Museums like to present timelines of stuff. As humans, we connect to the past by relating it to our present, and imagining our future. It’s fun to look back and see how things have changed, even if it’s a little scary to see how quickly this can sometimes happen. As it is, I had to explain a clothesline to my son yesterday. He did know what I was talking about, but referred to it as “old-timey”. And did you know that phones used to have cords? Like, attached to them? Weird.
We’ve all seen those little drawings depicting man ascending from apes (sorry, Rick Santorum). We’ve also been to museums and have seen rows of objects, be they dinosaur and chicken skeletons or Barbie dolls, aircraft or artworks. Humans, I think, understand change when you can see it.
What has already amazed me through the scant research and preparation I have done (the extent of my packing currently includes Keen sandals and SPF 50) is being able to see, in present condition, how organisms have changed. Distinct populations of animals live on each island, and have adapted certain characteristics to ensure their survival in that particular niche. Beak shape, hunting tactics, shell form, ability to swim and feed in salt water…the birds and reptiles of the Galapagos are remarkable survivalists, succeeding where few humans before them have.
While we may not be able to see the entire timeline before our eyes, knowing the history of the islands and understanding why something appears the way it does is fascinating. Seeing the plants and the vegetation and knowing how intimately connected they are…we can see it anywhere we look, as all organisms are masters of adaptation, but the backdrop for this lesson is a bit more exotic (though no less dangerous) than watching the house finches at our backyard bird feeder.
Bookending our cruise will be days spent in Quito, the capital city of Ecuador. We’ve been trying to decide what sights we’ll see in the city, and since we’ll gt a lot of nature out on the boat, we’ve been focusing our research, of course, on museums.
I’m kind of ashamed to admit it (and hopefully this doesn’t diminish my credibility) but we’re going here. And while I could blame the quest to get (as the website calls it) “that photo” of ourselves straddling the Equator on my GPS-obsessed male travelling companions, I’m pretty sure I’m the one who brought it up first. Can I help it that, in addition to being a well-educated, culturally-aware citizen, I’m still a tourist?
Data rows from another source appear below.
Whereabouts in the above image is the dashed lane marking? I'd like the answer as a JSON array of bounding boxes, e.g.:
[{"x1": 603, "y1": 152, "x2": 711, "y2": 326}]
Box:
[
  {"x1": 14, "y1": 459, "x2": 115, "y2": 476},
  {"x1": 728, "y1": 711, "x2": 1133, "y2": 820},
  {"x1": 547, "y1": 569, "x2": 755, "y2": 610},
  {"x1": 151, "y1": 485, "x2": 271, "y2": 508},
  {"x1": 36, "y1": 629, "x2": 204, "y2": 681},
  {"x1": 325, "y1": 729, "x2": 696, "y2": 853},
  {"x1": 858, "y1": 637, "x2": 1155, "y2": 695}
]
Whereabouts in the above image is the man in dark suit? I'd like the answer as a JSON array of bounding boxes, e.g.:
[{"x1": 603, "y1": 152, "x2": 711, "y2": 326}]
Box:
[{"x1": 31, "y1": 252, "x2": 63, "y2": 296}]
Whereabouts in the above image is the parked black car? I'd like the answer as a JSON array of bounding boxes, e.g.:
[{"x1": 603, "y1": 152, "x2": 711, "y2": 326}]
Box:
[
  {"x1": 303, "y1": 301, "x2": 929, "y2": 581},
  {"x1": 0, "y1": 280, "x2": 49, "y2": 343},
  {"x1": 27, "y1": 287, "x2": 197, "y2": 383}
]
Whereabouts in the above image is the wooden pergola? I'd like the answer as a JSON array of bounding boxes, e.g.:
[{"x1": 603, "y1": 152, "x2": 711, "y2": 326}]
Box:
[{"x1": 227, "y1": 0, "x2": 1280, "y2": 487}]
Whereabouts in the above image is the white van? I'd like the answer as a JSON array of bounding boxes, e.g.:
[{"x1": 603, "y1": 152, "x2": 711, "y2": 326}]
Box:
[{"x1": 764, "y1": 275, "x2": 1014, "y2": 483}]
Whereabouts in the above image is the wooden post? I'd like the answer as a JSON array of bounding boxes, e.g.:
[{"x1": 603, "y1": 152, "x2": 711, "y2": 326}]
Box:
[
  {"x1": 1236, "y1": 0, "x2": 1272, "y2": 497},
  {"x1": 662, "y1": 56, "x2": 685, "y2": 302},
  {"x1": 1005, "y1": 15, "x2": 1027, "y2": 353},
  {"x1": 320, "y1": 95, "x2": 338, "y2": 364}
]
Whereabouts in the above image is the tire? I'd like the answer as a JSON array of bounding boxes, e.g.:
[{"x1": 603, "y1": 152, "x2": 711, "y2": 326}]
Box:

It’s been a while since I’ve travelled internationally, and each time has been an adventure. My first trip out of the country was to the Dominican Republic, where we spent a week on a desert island. Our accommodations were slightly less luxurious but offered more scorpions, cactus, and mosquitoes. We explored Santo Domingo as well, visiting churches, ZooDOM, the national botanical gardens, the Acquario Nacional, and several historical sites. OK, I admit. We did also go here. It wasn’t all completely cultural.
Our 2005 trip to Italy was equally stunning, though being seven months pregnant (and as big as a car) made for an interesting experience, and with far less wine than originally planned for. The time we spent in Venice was surreal; I don’t normally find myself in places so postcard-worthy. It’s exhausting, spending so many hours stumbling around in discovery mode, amazed and enchanted by everything.
And so while I am blessed to live a life that allows me to travel every so often, to see the world as my museum, I am also thankful that each of those experiences has changed me. I’d like to think they’ve made me wiser, they’ve shaped my own timeline and my own evolution, but at the very least, they have opened my eyes to see something new.